Below you can find the growing selection of Jordann’s Retro Roulette!

The art of retrospection is about looking back at how you worked together and delivered the work. The main goal is to improve how effective you are as a team. Or as the Scrum Guide [web] puts it:

The Sprint Retrospective is an opportunity for the Scrum Team to inspect itself and create a plan for improvements to be enacted during the next Sprint.

– Scrum Guide

By far not all the different retrospectives I ran are on here yet, but I’ll keep expanding the list over time. All the retro’s on here are ones I can tell you more about in person, because they fall in either one of these categories:

  1. They are created by me and tested out on Scrum volunteers (often also called ‘team’)
  2. Facilitated them myself after learning about them online, at a conference or from people I know
  3. They were done by Scrum masters while I coached them
  4. Other; just trust me I was there or close

After being in quite some Scrum teams myself, I find the retrospective to be the most useful event. Without continuous improvement, is it possible to ‘become agile’ anyway..? What I found way less powerful, was the fact that up till then all my Scrum masters always facilitated the retro in one way. To be honest, even the few retro’s I facilitated were done in the same way, because I also didn’t know better at that time.

Every single sprint would end with the team naming what went well and what could be improved. Please keep in mind this was in a dark, forgotten time where component teams (as opposed to feature teams nowadays) were still the standard. It’s not hard to imagine that my front-end teams ended up complaining at the back-end teams. Sprint after sprint would end in woe and misery and it was of course all out of our control, because ~points finger at back-end~.

Bad and boring retrospectives are the Achilles heel of Scrum.

So when I landed my first Scrum master assignment, this man was on a mission. I would do anything in my power to not let that happen to my teams! It didn’t take me long to discover that there was this magical concept where some Scrum masters would vary their retrospectives. From that moment on I promised myself that repeating a retro exercise would be a rare exception. The result of that promise you can find below.

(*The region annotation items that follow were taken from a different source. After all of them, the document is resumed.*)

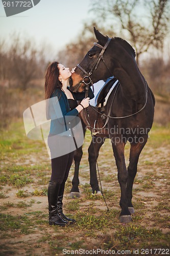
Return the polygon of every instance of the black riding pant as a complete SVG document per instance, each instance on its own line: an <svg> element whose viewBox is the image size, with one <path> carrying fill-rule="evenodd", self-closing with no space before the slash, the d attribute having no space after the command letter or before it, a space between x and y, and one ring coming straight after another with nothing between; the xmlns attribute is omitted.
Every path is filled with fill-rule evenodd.
<svg viewBox="0 0 170 256"><path fill-rule="evenodd" d="M55 149L59 150L60 147L59 147L58 143L56 143L56 140L53 139L53 138L51 138L52 139L50 139L49 138L50 137L51 137L51 135L48 137L48 144L52 155ZM66 141L67 147L69 147L69 140L67 140ZM72 151L58 157L52 158L51 181L57 181L58 184L66 182L72 162L74 155L74 151Z"/></svg>

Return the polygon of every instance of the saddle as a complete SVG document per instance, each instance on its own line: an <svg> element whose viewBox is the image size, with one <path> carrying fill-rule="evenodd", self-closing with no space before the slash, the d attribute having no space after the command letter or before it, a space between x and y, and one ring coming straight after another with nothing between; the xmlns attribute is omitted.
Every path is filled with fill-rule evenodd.
<svg viewBox="0 0 170 256"><path fill-rule="evenodd" d="M116 77L111 77L108 78L105 83L99 92L96 97L96 105L98 111L101 115L100 116L101 117L103 123L106 121L106 116L105 114L105 106L106 105L108 99L113 91L115 87L118 84L118 81ZM95 121L94 123L93 133L94 135L99 133L99 131L100 128L98 123L99 112L95 113Z"/></svg>

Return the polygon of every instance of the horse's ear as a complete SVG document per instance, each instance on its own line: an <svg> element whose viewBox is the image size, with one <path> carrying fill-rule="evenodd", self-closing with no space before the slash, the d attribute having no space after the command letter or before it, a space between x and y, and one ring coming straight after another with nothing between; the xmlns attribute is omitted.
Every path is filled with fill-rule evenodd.
<svg viewBox="0 0 170 256"><path fill-rule="evenodd" d="M106 43L106 40L107 40L107 37L105 36L104 35L102 35L99 30L97 30L95 27L94 27L94 32L95 35L95 37L96 39L98 40L99 42L100 42L102 45L105 45Z"/></svg>

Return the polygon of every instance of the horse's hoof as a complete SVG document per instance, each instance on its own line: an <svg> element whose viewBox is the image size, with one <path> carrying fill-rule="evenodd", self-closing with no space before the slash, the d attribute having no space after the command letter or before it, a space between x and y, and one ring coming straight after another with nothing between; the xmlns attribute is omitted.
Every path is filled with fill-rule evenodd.
<svg viewBox="0 0 170 256"><path fill-rule="evenodd" d="M128 207L128 210L129 210L131 214L133 214L135 213L135 209L133 207Z"/></svg>
<svg viewBox="0 0 170 256"><path fill-rule="evenodd" d="M131 221L132 221L132 218L131 215L122 215L122 216L120 216L120 223L129 223Z"/></svg>
<svg viewBox="0 0 170 256"><path fill-rule="evenodd" d="M80 197L79 192L70 192L69 197L71 198L79 198Z"/></svg>
<svg viewBox="0 0 170 256"><path fill-rule="evenodd" d="M102 194L100 190L95 191L94 193L92 193L91 195L92 196L102 196Z"/></svg>

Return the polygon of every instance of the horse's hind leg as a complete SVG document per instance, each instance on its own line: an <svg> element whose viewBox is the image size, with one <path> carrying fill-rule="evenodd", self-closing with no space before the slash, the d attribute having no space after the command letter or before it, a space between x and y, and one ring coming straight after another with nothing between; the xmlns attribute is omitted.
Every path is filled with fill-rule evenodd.
<svg viewBox="0 0 170 256"><path fill-rule="evenodd" d="M90 184L93 194L100 191L96 170L96 161L99 156L100 149L104 143L105 139L106 138L93 136L88 150L90 166Z"/></svg>
<svg viewBox="0 0 170 256"><path fill-rule="evenodd" d="M140 154L147 141L148 138L144 139L142 143L131 144L130 152L129 165L128 167L128 179L126 188L128 201L128 208L131 214L134 213L134 209L132 203L132 187L134 178L137 173L137 166Z"/></svg>

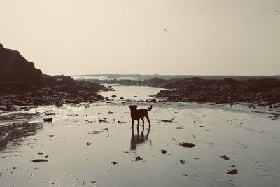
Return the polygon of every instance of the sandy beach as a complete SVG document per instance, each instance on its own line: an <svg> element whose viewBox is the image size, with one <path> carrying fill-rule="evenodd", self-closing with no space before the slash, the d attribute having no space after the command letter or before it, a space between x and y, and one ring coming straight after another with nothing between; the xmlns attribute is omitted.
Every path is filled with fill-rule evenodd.
<svg viewBox="0 0 280 187"><path fill-rule="evenodd" d="M102 92L117 96L111 103L1 112L2 119L29 117L6 118L0 125L37 125L1 146L0 186L279 186L279 111L147 103L141 100L162 88L113 88ZM146 120L132 130L132 104L153 105L150 130ZM43 123L46 118L52 123Z"/></svg>

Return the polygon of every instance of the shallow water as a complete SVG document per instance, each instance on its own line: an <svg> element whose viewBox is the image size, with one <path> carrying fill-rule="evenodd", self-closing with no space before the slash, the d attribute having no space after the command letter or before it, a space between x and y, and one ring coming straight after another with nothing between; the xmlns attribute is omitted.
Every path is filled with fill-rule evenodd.
<svg viewBox="0 0 280 187"><path fill-rule="evenodd" d="M125 99L134 95L146 99L158 92L116 88L117 98ZM132 102L118 100L24 111L41 113L31 122L46 116L54 121L0 151L0 186L279 186L278 118L243 106L153 103L151 129L140 126L137 132L130 128ZM150 105L133 103L139 108ZM195 146L182 147L181 142ZM230 160L220 158L225 155ZM137 156L143 160L135 161ZM34 163L33 159L49 160ZM227 174L232 169L238 173Z"/></svg>

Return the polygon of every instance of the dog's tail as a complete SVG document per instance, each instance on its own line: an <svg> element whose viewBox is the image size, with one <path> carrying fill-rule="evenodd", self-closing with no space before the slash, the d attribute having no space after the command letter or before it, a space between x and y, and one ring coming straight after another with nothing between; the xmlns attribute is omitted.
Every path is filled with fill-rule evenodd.
<svg viewBox="0 0 280 187"><path fill-rule="evenodd" d="M147 110L147 111L150 111L152 110L152 106L150 106L150 109L148 110Z"/></svg>

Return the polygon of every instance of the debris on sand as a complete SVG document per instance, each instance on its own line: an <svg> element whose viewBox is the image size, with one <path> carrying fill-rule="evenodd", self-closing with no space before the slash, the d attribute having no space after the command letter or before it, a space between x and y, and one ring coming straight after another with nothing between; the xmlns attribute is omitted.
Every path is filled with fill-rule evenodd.
<svg viewBox="0 0 280 187"><path fill-rule="evenodd" d="M143 158L141 158L140 156L137 156L137 157L136 157L135 158L135 161L139 161L140 160L143 160Z"/></svg>
<svg viewBox="0 0 280 187"><path fill-rule="evenodd" d="M237 174L238 173L237 169L229 170L227 174Z"/></svg>
<svg viewBox="0 0 280 187"><path fill-rule="evenodd" d="M227 155L220 156L220 158L223 158L223 160L230 160L230 157L228 157Z"/></svg>
<svg viewBox="0 0 280 187"><path fill-rule="evenodd" d="M31 162L34 163L38 163L38 162L46 162L48 160L46 159L34 159L31 160Z"/></svg>
<svg viewBox="0 0 280 187"><path fill-rule="evenodd" d="M195 146L195 144L186 143L186 142L180 143L179 145L183 147L188 147L188 148L193 148L194 146Z"/></svg>
<svg viewBox="0 0 280 187"><path fill-rule="evenodd" d="M102 120L102 119L99 119L99 123L102 123L102 122L108 123L108 121L106 121L106 120Z"/></svg>
<svg viewBox="0 0 280 187"><path fill-rule="evenodd" d="M185 164L186 163L185 160L180 159L180 163L181 163L182 165Z"/></svg>
<svg viewBox="0 0 280 187"><path fill-rule="evenodd" d="M160 122L165 122L165 123L172 123L172 120L158 120L158 121Z"/></svg>
<svg viewBox="0 0 280 187"><path fill-rule="evenodd" d="M100 130L94 130L92 132L88 132L88 134L101 134L102 132L104 132L105 131L108 132L108 128L104 128L101 129Z"/></svg>
<svg viewBox="0 0 280 187"><path fill-rule="evenodd" d="M50 115L55 115L55 113L45 113L45 115L46 116L50 116Z"/></svg>
<svg viewBox="0 0 280 187"><path fill-rule="evenodd" d="M52 122L52 118L44 118L44 122Z"/></svg>

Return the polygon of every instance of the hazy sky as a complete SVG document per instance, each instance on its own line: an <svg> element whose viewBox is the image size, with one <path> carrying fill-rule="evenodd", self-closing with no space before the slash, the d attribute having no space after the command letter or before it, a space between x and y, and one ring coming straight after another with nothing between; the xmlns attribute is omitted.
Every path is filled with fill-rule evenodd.
<svg viewBox="0 0 280 187"><path fill-rule="evenodd" d="M274 75L274 9L279 0L0 0L0 43L48 74Z"/></svg>

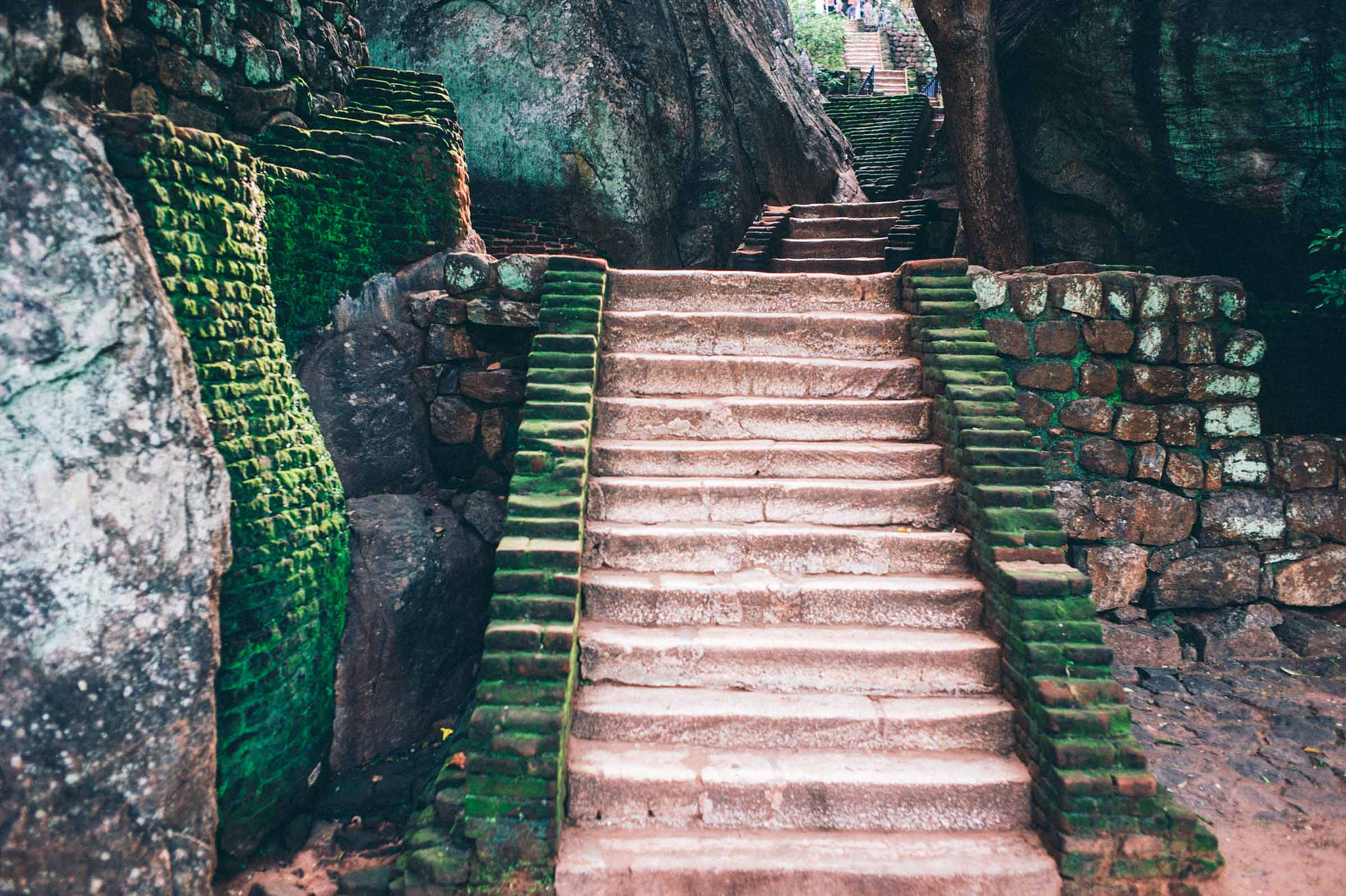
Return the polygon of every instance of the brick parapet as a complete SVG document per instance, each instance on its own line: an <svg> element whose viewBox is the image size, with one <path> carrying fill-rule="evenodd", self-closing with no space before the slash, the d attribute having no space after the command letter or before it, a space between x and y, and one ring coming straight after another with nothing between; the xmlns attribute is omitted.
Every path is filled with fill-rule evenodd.
<svg viewBox="0 0 1346 896"><path fill-rule="evenodd" d="M964 260L902 266L935 436L958 479L958 519L987 585L1003 648L1016 752L1032 775L1034 825L1067 893L1191 893L1221 865L1214 835L1145 767L1112 677L1088 576L1066 564L1040 437L1019 416L1010 374Z"/></svg>

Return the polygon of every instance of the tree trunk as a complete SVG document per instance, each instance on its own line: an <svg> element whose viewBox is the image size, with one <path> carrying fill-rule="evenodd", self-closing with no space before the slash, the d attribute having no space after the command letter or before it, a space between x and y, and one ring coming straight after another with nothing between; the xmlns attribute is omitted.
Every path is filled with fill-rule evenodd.
<svg viewBox="0 0 1346 896"><path fill-rule="evenodd" d="M992 3L915 0L915 8L940 63L968 258L1007 270L1032 261L1032 242L1000 100Z"/></svg>

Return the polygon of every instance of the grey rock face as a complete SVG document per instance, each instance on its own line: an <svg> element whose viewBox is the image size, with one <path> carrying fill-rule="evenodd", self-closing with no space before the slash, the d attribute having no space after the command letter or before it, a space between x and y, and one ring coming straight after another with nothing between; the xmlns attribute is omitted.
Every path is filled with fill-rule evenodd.
<svg viewBox="0 0 1346 896"><path fill-rule="evenodd" d="M87 122L0 145L0 889L203 896L229 478Z"/></svg>
<svg viewBox="0 0 1346 896"><path fill-rule="evenodd" d="M350 502L350 592L336 657L331 767L425 737L471 690L491 595L491 548L417 495Z"/></svg>
<svg viewBox="0 0 1346 896"><path fill-rule="evenodd" d="M444 75L472 195L625 266L723 262L762 203L859 194L785 0L385 0L371 62Z"/></svg>

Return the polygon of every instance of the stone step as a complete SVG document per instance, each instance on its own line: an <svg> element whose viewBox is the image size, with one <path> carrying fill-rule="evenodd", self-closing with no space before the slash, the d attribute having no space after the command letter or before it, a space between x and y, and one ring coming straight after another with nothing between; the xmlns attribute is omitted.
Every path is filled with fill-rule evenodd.
<svg viewBox="0 0 1346 896"><path fill-rule="evenodd" d="M571 741L584 827L983 831L1028 823L1028 771L970 751L735 749Z"/></svg>
<svg viewBox="0 0 1346 896"><path fill-rule="evenodd" d="M888 237L824 237L782 239L782 258L871 258L883 254Z"/></svg>
<svg viewBox="0 0 1346 896"><path fill-rule="evenodd" d="M790 219L795 218L895 218L905 202L820 202L790 206Z"/></svg>
<svg viewBox="0 0 1346 896"><path fill-rule="evenodd" d="M594 435L599 439L925 441L930 437L930 400L602 397L595 402Z"/></svg>
<svg viewBox="0 0 1346 896"><path fill-rule="evenodd" d="M863 184L861 184L863 186ZM773 258L773 273L837 273L861 276L887 270L886 258Z"/></svg>
<svg viewBox="0 0 1346 896"><path fill-rule="evenodd" d="M902 441L595 439L591 456L595 476L919 479L944 474L940 445Z"/></svg>
<svg viewBox="0 0 1346 896"><path fill-rule="evenodd" d="M970 576L797 576L771 569L643 573L586 569L584 612L629 626L894 626L976 628L981 583Z"/></svg>
<svg viewBox="0 0 1346 896"><path fill-rule="evenodd" d="M1059 896L1031 831L561 831L557 896Z"/></svg>
<svg viewBox="0 0 1346 896"><path fill-rule="evenodd" d="M895 274L857 280L750 270L611 270L608 284L607 311L891 313L896 311L899 278Z"/></svg>
<svg viewBox="0 0 1346 896"><path fill-rule="evenodd" d="M642 525L592 521L584 566L635 572L961 573L968 537L952 531L809 523Z"/></svg>
<svg viewBox="0 0 1346 896"><path fill-rule="evenodd" d="M914 398L921 362L610 351L599 363L598 394Z"/></svg>
<svg viewBox="0 0 1346 896"><path fill-rule="evenodd" d="M789 218L791 238L884 237L900 218Z"/></svg>
<svg viewBox="0 0 1346 896"><path fill-rule="evenodd" d="M586 685L575 701L572 733L720 749L976 749L1003 756L1014 745L1014 708L1003 697Z"/></svg>
<svg viewBox="0 0 1346 896"><path fill-rule="evenodd" d="M911 319L903 313L742 313L610 311L603 351L795 358L898 358L909 354Z"/></svg>
<svg viewBox="0 0 1346 896"><path fill-rule="evenodd" d="M608 522L806 522L942 529L954 480L596 476L588 518Z"/></svg>
<svg viewBox="0 0 1346 896"><path fill-rule="evenodd" d="M976 631L875 626L625 626L584 619L580 675L645 687L883 697L991 694L1000 647Z"/></svg>

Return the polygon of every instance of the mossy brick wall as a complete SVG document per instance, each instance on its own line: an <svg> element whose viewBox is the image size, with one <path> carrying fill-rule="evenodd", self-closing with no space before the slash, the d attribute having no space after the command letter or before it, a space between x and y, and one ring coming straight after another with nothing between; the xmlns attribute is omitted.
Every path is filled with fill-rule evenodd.
<svg viewBox="0 0 1346 896"><path fill-rule="evenodd" d="M1265 340L1238 281L972 273L1100 611L1346 601L1343 443L1261 436Z"/></svg>
<svg viewBox="0 0 1346 896"><path fill-rule="evenodd" d="M345 496L276 330L260 163L162 117L109 114L104 130L229 465L219 842L244 854L307 798L327 756L346 607Z"/></svg>
<svg viewBox="0 0 1346 896"><path fill-rule="evenodd" d="M966 274L964 260L907 262L903 300L935 398L935 437L958 479L958 518L987 584L985 620L1003 650L1034 823L1066 893L1194 896L1187 881L1222 864L1215 838L1145 768L1089 578L1065 562L1042 436L1018 413Z"/></svg>
<svg viewBox="0 0 1346 896"><path fill-rule="evenodd" d="M334 0L108 0L108 108L244 140L338 109L369 62L353 12Z"/></svg>
<svg viewBox="0 0 1346 896"><path fill-rule="evenodd" d="M444 770L435 806L413 819L408 891L464 880L455 858L464 838L475 846L476 883L517 865L549 870L555 861L606 281L602 260L549 258L467 764Z"/></svg>
<svg viewBox="0 0 1346 896"><path fill-rule="evenodd" d="M349 104L311 128L275 125L267 237L277 324L293 347L336 297L471 230L463 137L439 75L359 69Z"/></svg>

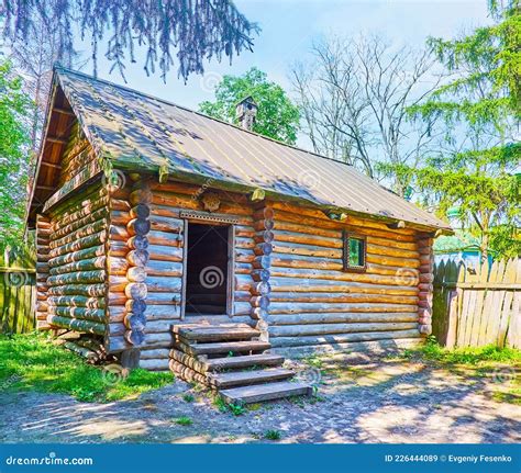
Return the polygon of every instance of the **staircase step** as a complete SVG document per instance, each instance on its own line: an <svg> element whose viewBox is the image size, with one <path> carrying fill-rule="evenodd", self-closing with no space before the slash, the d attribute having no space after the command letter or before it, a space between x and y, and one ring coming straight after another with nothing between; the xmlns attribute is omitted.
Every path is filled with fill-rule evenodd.
<svg viewBox="0 0 521 473"><path fill-rule="evenodd" d="M250 367L277 367L284 363L279 354L245 354L242 357L211 358L201 361L206 371L236 370Z"/></svg>
<svg viewBox="0 0 521 473"><path fill-rule="evenodd" d="M282 368L268 368L255 371L232 371L230 373L208 373L210 384L219 390L234 386L246 386L250 384L269 383L273 381L287 380L293 376L291 370Z"/></svg>
<svg viewBox="0 0 521 473"><path fill-rule="evenodd" d="M221 391L226 403L259 403L263 401L279 399L282 397L309 395L312 387L304 383L282 381L278 383L257 384L253 386L233 387Z"/></svg>
<svg viewBox="0 0 521 473"><path fill-rule="evenodd" d="M251 340L260 335L246 324L177 325L173 331L190 341Z"/></svg>
<svg viewBox="0 0 521 473"><path fill-rule="evenodd" d="M190 344L185 347L186 351L192 354L218 354L218 353L248 353L251 351L264 351L271 348L267 341L224 341L213 344Z"/></svg>

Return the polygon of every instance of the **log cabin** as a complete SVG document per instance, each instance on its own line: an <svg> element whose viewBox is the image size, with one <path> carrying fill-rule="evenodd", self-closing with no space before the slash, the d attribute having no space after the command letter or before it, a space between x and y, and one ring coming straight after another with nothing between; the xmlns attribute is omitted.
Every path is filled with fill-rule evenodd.
<svg viewBox="0 0 521 473"><path fill-rule="evenodd" d="M450 227L252 133L255 112L242 101L235 126L55 69L27 209L40 328L250 402L303 392L284 356L431 333L433 238Z"/></svg>

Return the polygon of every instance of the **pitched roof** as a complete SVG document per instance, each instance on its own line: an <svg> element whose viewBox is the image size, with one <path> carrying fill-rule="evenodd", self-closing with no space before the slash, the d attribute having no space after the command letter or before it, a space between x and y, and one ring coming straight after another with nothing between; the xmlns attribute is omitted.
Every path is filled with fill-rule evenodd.
<svg viewBox="0 0 521 473"><path fill-rule="evenodd" d="M95 148L114 166L191 176L347 213L450 228L352 166L278 143L125 87L58 69L56 78Z"/></svg>

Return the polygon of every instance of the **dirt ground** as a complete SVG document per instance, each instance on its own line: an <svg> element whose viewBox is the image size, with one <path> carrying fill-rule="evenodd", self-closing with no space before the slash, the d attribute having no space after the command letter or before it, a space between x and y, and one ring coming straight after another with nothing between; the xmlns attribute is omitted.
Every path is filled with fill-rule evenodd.
<svg viewBox="0 0 521 473"><path fill-rule="evenodd" d="M487 372L345 356L320 370L297 368L318 385L317 396L253 405L239 416L180 381L110 404L1 393L0 442L521 441L521 406L503 401L519 375L511 368ZM181 424L178 424L184 417L189 420ZM269 431L280 439L268 440Z"/></svg>

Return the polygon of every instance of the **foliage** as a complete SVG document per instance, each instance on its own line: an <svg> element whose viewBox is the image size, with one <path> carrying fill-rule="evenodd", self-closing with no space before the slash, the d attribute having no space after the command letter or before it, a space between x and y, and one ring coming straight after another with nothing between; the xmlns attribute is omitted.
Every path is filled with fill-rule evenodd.
<svg viewBox="0 0 521 473"><path fill-rule="evenodd" d="M13 0L3 5L3 34L11 41L31 34L35 12L53 24L60 40L59 60L74 50L74 34L79 29L81 40L91 41L95 75L102 42L112 69L122 75L125 63L136 61L136 46L146 45L145 71L154 72L158 66L164 79L176 48L178 75L187 79L191 72L203 71L204 59L220 60L224 54L231 60L234 53L251 49L251 36L258 30L231 0Z"/></svg>
<svg viewBox="0 0 521 473"><path fill-rule="evenodd" d="M22 79L0 56L0 247L22 240L32 102Z"/></svg>
<svg viewBox="0 0 521 473"><path fill-rule="evenodd" d="M24 77L23 90L35 104L31 116L31 148L35 160L51 90L53 66L58 60L69 68L81 68L82 64L77 50L60 50L62 38L54 23L49 23L38 9L31 14L32 21L27 33L9 43L9 55L16 71Z"/></svg>
<svg viewBox="0 0 521 473"><path fill-rule="evenodd" d="M312 56L291 80L314 150L387 179L404 196L410 178L386 165L415 166L434 138L430 123L407 112L437 85L433 57L380 36L331 37Z"/></svg>
<svg viewBox="0 0 521 473"><path fill-rule="evenodd" d="M193 401L196 401L196 398L193 397L192 394L184 394L182 395L182 401L185 401L185 403L193 403Z"/></svg>
<svg viewBox="0 0 521 473"><path fill-rule="evenodd" d="M267 430L264 433L264 438L267 440L280 440L282 438L282 433L280 433L280 430Z"/></svg>
<svg viewBox="0 0 521 473"><path fill-rule="evenodd" d="M434 360L447 364L479 364L499 362L506 364L517 364L521 362L521 350L514 348L498 348L494 345L479 348L454 348L441 347L434 337L417 351L408 350L408 357L420 354L428 360Z"/></svg>
<svg viewBox="0 0 521 473"><path fill-rule="evenodd" d="M258 105L253 131L279 142L295 144L299 127L299 110L284 89L269 82L265 72L253 67L243 76L224 76L215 89L214 102L199 104L201 112L230 123L237 123L236 104L252 95Z"/></svg>
<svg viewBox="0 0 521 473"><path fill-rule="evenodd" d="M393 169L410 174L424 205L441 217L458 207L458 224L479 238L484 259L489 252L518 256L521 246L518 92L503 76L512 72L511 65L505 66L511 35L520 37L519 13L507 10L496 25L456 40L429 40L450 76L409 113L442 131L439 153L423 166Z"/></svg>
<svg viewBox="0 0 521 473"><path fill-rule="evenodd" d="M177 419L174 419L174 421L179 426L191 426L193 424L193 420L190 419L190 417L178 417Z"/></svg>
<svg viewBox="0 0 521 473"><path fill-rule="evenodd" d="M141 369L113 380L102 368L86 364L42 335L0 335L0 391L34 390L68 394L84 402L110 402L135 397L171 381L171 374Z"/></svg>

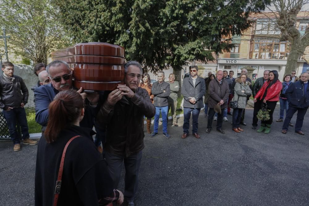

There are multiple benefits to changing the retro every single sprint. First of all it’s more fun, both to facilitate as well as to participate. It gives you a different perspective on what happened and how you can improve. That way it ensures you don’t only improve your team’s process, but also adjust your purpose, get to know your colleagues, enhance your product vision, challenge your group dynamics, question your organizational support, appreciate your team members and much, much more. There lies another power, as a Scrum master you get a way to guide your team to their next improvement.